Core Concepts

This page digs into the underlying concepts of how Langfuse structures and captures your data. Understanding these will make debugging and working with traces easier.

Ready to start? Check out the Get Started guide to ingest your first trace.

Traces, Observations and Sessions

Langfuse organizes an application’s data into three core concepts: sessions, traces and observations.

Traces

A trace typically represents a single request or operation. For example, when a user asks a question to a chatbot, that interaction, from the user’s question to the bot’s response, is captured as one trace.

It contains the overall input and output of the function, as well as metadata about the request ( i.e. user, session, tags, etc.).

Observations

Each trace can contain multiple observations to log the individual steps of the execution. Example observations include LLM text generations, toolcalls, RAG retrieval steps, etc.

Nesting

Observations can be nested. The example below shows a trace with a nested observation.

Types

Langfuse supports a number of LLM application specific observation types:

• event is the basic building block. An event is used to track discrete events in a trace.
• span represents durations of units of work in a trace.
• generation logs generations of AI models incl. prompts, token usage and costs.
• agent decides on the application flow and can for example use tools with the guidance of a LLM.
• tool represents a tool call, for example to a weather API.
• chain is a link between different application steps, like passing context from a retriever to a LLM call.
• retriever represents data retrieval steps, such as a call to a vector store or a database.
• evaluator represents functions that assess relevance/correctness/helpfulness of a LLM’s outputs.
• embedding is a call to a LLM to generate embeddings and can include model, token usage and costs
• guardrail is a component that protects against malicious content or jailbreaks.

The advantage of using observation types is that you can filter on them, and certain types have special handling in the Langfuse UI.

Sessions

Optionally, traces can be grouped into sessions. Sessions are used to group traces that are part of the same user interaction. A common example is a thread in a chat interface.

Optionally, sessions aggregate traces

Example session in Langfuse UI

Using sessions is recommended for applications with multi-turn conversations or workflows. Please refer to the Sessions documentation to add sessions to your traces.

How Langfuse Captures Data

Now that you understand the data model, let’s explore how Langfuse actually captures and processes your traces.

Built on OpenTelemetry

Langfuse is built on OpenTelemetry, an open standard for collecting telemetry data from applications.

This means you’re not locked into using only Langfuse-specific SDKs. You can also send your traces to multiple destinations at once, like Langfuse for LLM observability and Datadog for infrastructure monitoring.

Instrumentation

Instrumentation is the process of adding code to record its behavior. Once this recording is turned on, Langfuse (through OpenTelemetry) can automatically capture these events and structure them into traces and observations.
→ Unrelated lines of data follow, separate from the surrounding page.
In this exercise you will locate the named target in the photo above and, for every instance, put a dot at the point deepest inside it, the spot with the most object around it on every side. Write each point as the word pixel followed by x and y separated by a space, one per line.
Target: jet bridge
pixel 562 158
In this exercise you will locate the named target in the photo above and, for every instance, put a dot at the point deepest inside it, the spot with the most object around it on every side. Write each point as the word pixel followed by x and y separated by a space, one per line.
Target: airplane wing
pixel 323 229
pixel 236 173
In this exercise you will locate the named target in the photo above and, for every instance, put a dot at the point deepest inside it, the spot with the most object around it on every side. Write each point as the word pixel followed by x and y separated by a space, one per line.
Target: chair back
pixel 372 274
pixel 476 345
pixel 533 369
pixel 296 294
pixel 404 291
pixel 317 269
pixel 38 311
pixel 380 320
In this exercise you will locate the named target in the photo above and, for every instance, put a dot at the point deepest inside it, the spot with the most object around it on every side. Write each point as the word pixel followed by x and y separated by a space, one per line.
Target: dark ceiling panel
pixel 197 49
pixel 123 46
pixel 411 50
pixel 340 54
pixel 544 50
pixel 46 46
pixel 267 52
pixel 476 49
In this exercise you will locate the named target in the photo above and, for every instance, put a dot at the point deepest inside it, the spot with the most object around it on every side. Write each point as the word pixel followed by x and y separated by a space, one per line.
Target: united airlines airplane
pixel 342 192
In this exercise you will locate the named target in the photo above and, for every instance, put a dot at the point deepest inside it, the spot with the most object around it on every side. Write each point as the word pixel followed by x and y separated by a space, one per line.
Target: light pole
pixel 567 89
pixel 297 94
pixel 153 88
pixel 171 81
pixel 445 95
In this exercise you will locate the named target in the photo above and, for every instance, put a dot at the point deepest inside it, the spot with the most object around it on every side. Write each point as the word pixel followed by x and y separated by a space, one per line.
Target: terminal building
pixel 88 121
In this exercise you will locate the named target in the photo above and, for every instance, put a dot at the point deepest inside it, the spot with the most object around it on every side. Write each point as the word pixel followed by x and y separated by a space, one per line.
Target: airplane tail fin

The Get Started guide walks you through the process of instrumenting a function in your application.

Background Processing

In order to avoid slowing down your application, Langfuse doesn’t send traces synchronously the moment they’re created. Instead, Langfuse batches traces locally and sends them in the background, keeping your application fast and responsive.

Long-running applications

The approach above works well for long-running applications (like web servers or APIs) because the background exporter continuously runs and has plenty of time to flush batches on its own.

Short-lived applications

For applications that start, execute something, and shut down quickly (short-lived applications), there’s a risk that the application terminates while there are still unsent traces in the queue.

To avoid losing data, short-lived applications must explicitly call flush() before exiting. This forces the exporter to send all buffered traces immediately, so nothing is lost when the process terminates.